Утром 17 апреля, часов примерно в восемь, мы принялись выщелачивать экстракт корня отваром. Вновь был ясный солнечный день, и дон Хуан вновь сказал - это признак того, что «трава дьявола» ко мне благосклонна. По контрасту с тобой, сказал дон Хуан, я только вспоминаю, до чего все было скверно у меня самого.
Процедура выщелачивания экстракта была в точности такой же, какую я наблюдал при изготовлении первой порции. К вечеру, когда мы слили воду в восьмой раз, на дне чашки осталась ложка желтоватой субстанции.
Мы вернулись к нему в комнату, где еще оставались два мешочка, которые дон Хуан пока не трогал.
Он открыл один из них, сунул в него руку, а другой рукой обернут края мешочка вокруг запястья. Он, похоже, ухватил что-то, судя по тому, как двигалась его рука в мешке. Внезапно он быстрым движением стянул мешок с руки, вывернув его как перчатку, и поднес руку к самым моим глазам. В руке была ящерица. Ее голова была от моих глаз всего в нескольких дюймах. С пастью ящерицы было что-то странное. Секунду я глядел, и тут же невольно отпрянул. Пасть была зашита грубыми стежками. Дон Хуан приказал мне взять ящерицу левой рукой и держать покрепче. Я сжал ее; хвост обвился вокруг ладоней. Я почувствовал тошноту. Ладони сразу вспотели.
Он взял последний мешочек и, повторив те же движения, извлек другую ящерицу. У этой были сшиты веки. Ее он велел мне держать в правой руке.
Когда обе ящерицы оказались у меня в руках, я был близок к обмороку. Я чувствовал непреодолимое желание бросить ящериц и бежать отсюда.
- Смотри не задави, - приказал он, и его голос вернул меня к действительности.
Он спросил, что со мной такое. Хотя лицо его оставалось серьезным, видно было, что он с трудом удерживается от смеха. Я хотел было облегчить хватку, но ладони так вспотели, что ящерицы начали выскальзывать. Их острые коготки царапали кожу, вызывая омерзение и тошноту. Я зажмурился и стиснул зубы. Одна из ящериц уже почти выползла мне на запястье; чтобы удрать, ей оставалось только протиснуть голову сквозь пальцы. Я чувствовал непередаваемое физическое отвращение, близкое к отчаянию. Я прорычал сквозь зубы, чтобы он убрал от меня мерзких тварей. У меня начала трястись голова. Он посмотрел на меня с невинным любопытством. Я рычал и топтался как медведь. Наконец он выхватил ящериц, сунул их обратно и принялся хохотать. Я хотел было тоже засмеяться, но желудок у меня свело, и я лег.
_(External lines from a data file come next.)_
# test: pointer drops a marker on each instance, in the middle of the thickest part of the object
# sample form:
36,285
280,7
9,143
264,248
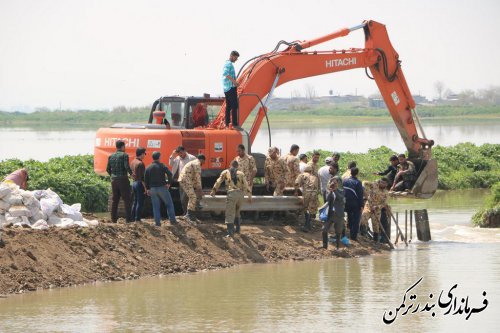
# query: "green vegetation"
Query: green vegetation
489,214
72,177
461,166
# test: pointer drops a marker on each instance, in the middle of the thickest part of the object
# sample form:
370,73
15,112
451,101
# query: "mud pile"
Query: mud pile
59,257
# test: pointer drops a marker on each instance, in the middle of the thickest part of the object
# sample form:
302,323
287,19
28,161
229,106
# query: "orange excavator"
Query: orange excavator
197,123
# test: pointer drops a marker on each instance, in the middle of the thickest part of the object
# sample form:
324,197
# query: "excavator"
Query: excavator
198,123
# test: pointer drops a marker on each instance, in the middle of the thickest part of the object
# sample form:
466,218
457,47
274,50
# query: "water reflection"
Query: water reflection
326,296
40,144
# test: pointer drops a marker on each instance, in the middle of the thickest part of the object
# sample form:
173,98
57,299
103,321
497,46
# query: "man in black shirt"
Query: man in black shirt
118,168
157,187
391,171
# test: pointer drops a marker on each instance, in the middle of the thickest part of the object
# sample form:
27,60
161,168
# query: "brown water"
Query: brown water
335,295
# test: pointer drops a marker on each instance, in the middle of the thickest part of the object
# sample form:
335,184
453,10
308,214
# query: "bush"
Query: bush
72,177
491,209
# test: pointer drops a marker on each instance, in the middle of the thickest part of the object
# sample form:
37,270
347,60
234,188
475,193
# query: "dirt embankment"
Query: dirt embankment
39,259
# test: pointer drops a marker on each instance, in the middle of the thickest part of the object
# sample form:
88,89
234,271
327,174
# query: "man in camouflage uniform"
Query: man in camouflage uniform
313,163
190,182
293,165
376,206
275,170
237,187
246,164
406,176
310,185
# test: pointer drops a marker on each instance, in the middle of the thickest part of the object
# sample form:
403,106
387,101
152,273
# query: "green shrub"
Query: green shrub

Я начал оправдываться, что, мол, все это из-за острых коготков ящериц, царапавших ладони. Он сказал, что существует множество вещей, способных свести с ума, в особенности если у тебя нет решимости, нет устремленности, необходимой для обучения; но если у человека непоколебимая устремленность, никакие эмоции не могут быть препятствием, потому что он способен держать их в узде.
Дон Хуан переждал, а затем в той же последовательности вновь вручил мне ящериц. Он приказал держать их головами вверх и мягко поглаживать ими виски, точно спрашивая у них все, что я хотел бы узнать.
Сначала я не понял, чего он от меня хочет. Он вновь велел задать ящерицам любой вопрос, на который сам я не могу ответить. Он привел целый ряд примеров: узнать что нужно о людях, которых я обычно не вижу, или о пропавших вещах, или о местах, где я не бывал. Тут я понял, что он говорит о ясновидении. Меня охватило сильное возбуждение, сердце заколотилось. Я почувствовал, что у меня перехватывает дыхание.
Он предупредил, что на первый раз нельзя спрашивать ни о чем личном: лучше думать о чем-нибудь, что не имеет ко мне отношения. Думать нужно быстро и отчетливо, потому что эти мысли потом не будет возможности исправить.
Я стал лихорадочно придумывать, что бы такое узнать. Дон Хуан торопил меня, и я в растерянности обнаружил, что в голову не приходит ничего стоящего.
После мучительно долгого поиска я все же нашел один вопрос. Когда-то из читального зала кто-то украл кучу книг. Это не был личный вопрос, но он меня интересовал. У меня не было никаких догадок или предположений относительно того или тех, кто взял книги. Я погладил ящерицами виски, спрашивая, кто был вором.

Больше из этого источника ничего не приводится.